Advances in understanding the response of fish to linear alcohols in the environment

Abstract

Short to long chain alcohols have a range of ecotoxicity to aquatic life driven by hydrophobic interactions with biological membranes. Carbon chain length and octanol:water partitioning coefficients are surrogates for hydrophobicity and strongly relate to aquatic toxicity. In these investigations, the toxicity of ethanol to 1-n-dodecanol to juvenile fish in standard acute toxicity tests is reviewed. Toxicity tests employing fish embryos (zebrafish Danio rerio and fathead minnow Pimephales promelas) in the Fish Embryo Test (OECD 236) format were conducted from C2 to C10 to compare against standard juvenile fish toxicity. Quantitative structure activity relationships for FET and fish individually and combined demonstrate that embryos are not different in sensitivity to juvenile fish. A combined QSAR was developed of the form Log 96 h LC50 (mM/L) = −0.925*log Kow + 2.060 (R2 10 = 0.954).
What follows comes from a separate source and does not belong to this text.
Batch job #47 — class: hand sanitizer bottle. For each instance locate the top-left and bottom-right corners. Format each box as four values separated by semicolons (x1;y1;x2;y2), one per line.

Alcohols of 11–12 carbons show a deflection in the QSAR as toxicity approaches the solubility limit. Alcohols with longer chain lengths may only be tested at lower exposures relevant for chronic toxicity. Decanol was evaluated in a 33-d fish early life stage test (OECD 210) and survival was the most sensitive endpoint (EC10 = 0.43 mg/L, 0.0027 mM/L). This study suggests a reasonable acute to chronic ratio of 6.5 in line with historical literature for non-polar narcotic compounds. Fish are not uniquely more sensitive than Daphnia magna which suggests estimations of environmental hazard can be confidently made with either taxon. The overall environmental risk assessments for the longer chain alcohols included in this research remain largely unchanged primarily due to previous research demonstrating a very minimal environmental exposure even for highly toxic members of the category.